Funny old business, those wing failures. The mechanics blamed it on the quality of the glue. It didn’t seem to penetrate the wood enough. He had seen samples where two pieces of wood had been glued together, and then later broken apart. Sometimes the glue joint held, and the wood splintered elsewhere. But, sadly, far too often the two pieces parted company exactly along the joint, as if the glue had simply failed. Odd.
He yawned. He would write a stinker of a letter to the manufacturers, Albatros Flugzeugwerke, and see what they could come up with. It didn’t do to have aeroplanes coming apart. It interfered with the hunt.

…On the same day my old Boelcke squadron lost three planes, among them dear little Immelmann – a thousand pities. It is quite possible that they met with a similar accident.

It was strange that his old squadron had suffered so grievously on the day that he had provided Jasta Eleven with their first trophies. If he had been still at his old squadron, would he have been able to prevent their losses?
He leaned back, and gazed up at the ceiling.
The fate of a squadron depended on leadership and team work. He had to lead by example. Maybe he could mould Jasta Eleven into a rival to the Boelcke squadron.
Yes, that would be something! To beat his old squadron.
He already had the Blue Max, Germany’s highest accolade for the airman. Now to make this squadron famous!

He yawned hugely. An answering yawn from somewhere near the floor made him chuckle. A huge head flopped onto his knee, and a pair of big eyes regarded him devotedly.
“Maurice, you old beggar! You sound as if you have had a hard day! ” He stroked the Great Dane’s head, and blessed the day he had acquired his pet.
Yes, a spot of leave would have been nice first. A rest, and a chance to show off his award.
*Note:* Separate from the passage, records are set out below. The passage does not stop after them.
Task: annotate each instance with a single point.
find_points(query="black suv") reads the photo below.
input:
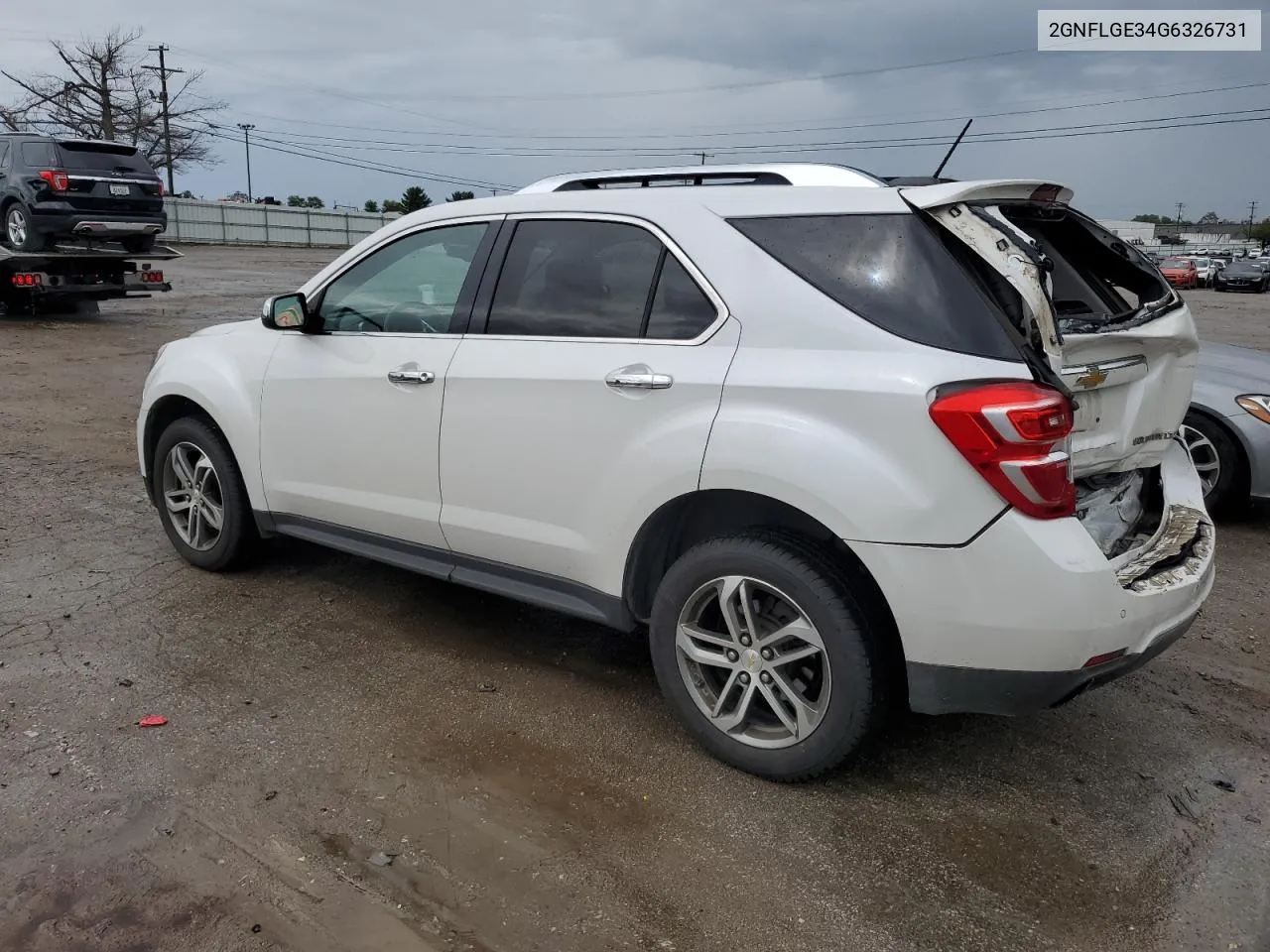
(56, 189)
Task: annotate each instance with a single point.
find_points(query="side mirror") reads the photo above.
(286, 312)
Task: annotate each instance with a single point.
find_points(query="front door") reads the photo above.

…Unhappily, there is no chance of leave, and I would have liked to show you my Pour le Merite.

Too bad. The family celebrations would have to wait a while.
His eye fell on the shoe box again. Somewhere a door banged, and the occupant of the next room clattered about noisily. Maurice barked angrily. A smile spread across the face of the Hunter, and he kicked the wall, and banged it with his fist:
“Yo! Kurt! Come in here! ”
The clattering stopped, footsteps echoed in the corridor, and the door was opened a crack. A mischievous face appeared. “Herr Commandant! ”
The Hunter regarded him leisurely, a smile twitching at the corner of his mouth.
“You pervert! How is your love life these days!? ”
The mischievous face adopted a mock sad expression, and managed to do a passable imitation of a hangdog look.
“Not too well I’m afraid, Herr Commandant… the women do not seem to fall for us poor pilots with no victories. If only I could get my face on a box of matches! ”
The Hunter suppressed his chuckle. He liked Kurt Wolff. That man would go far. But for now…
He adopted a strict expression. “See that box!? Open it! ”
The airman obliged, raising his eyebrows in astonishment, as he studied the massed contents. A smell of perfume wafted up his nostrils, and he sniffed approvingly.

Mein lieber Gott! There had to be hundreds and hundreds of letters in there…

He turned to face his new Commandant, wondering how many of these letters the man had received already in his career. Lucky devil…
The eyes that studied him were cool and shrewd. Above all, cool.
The eyes of the Hunter.

The Baron snapped his order:
“Leutnant Wolff, you will see to it that these letters are distributed to the squadron! I hold you personally responsible for ensuring that they are all answered without fail! And… ”
He couldn’t stop a grin spreading across his face.
“…and DEALT with where necessary! If I receive ONE complaint from some unfortunate fraulein who has been overlooked… ” He wagged his finger expressively.
“I will have your guts for garters! ”
Kurt Wolff, a pilot with zero victories, destined to go on and secure fame in his own right, cracked his heels together, and saluted snappily.
“Jawohl, Herr Commandant! ”
Then he disappeared out the door in a blue streak. A few seconds later, a loud war whoop, receding in the distance, signaled his delight at this particular mission.
The Hunter looked up briefly, grinned, and went back to writing his letter to dearest Mamma.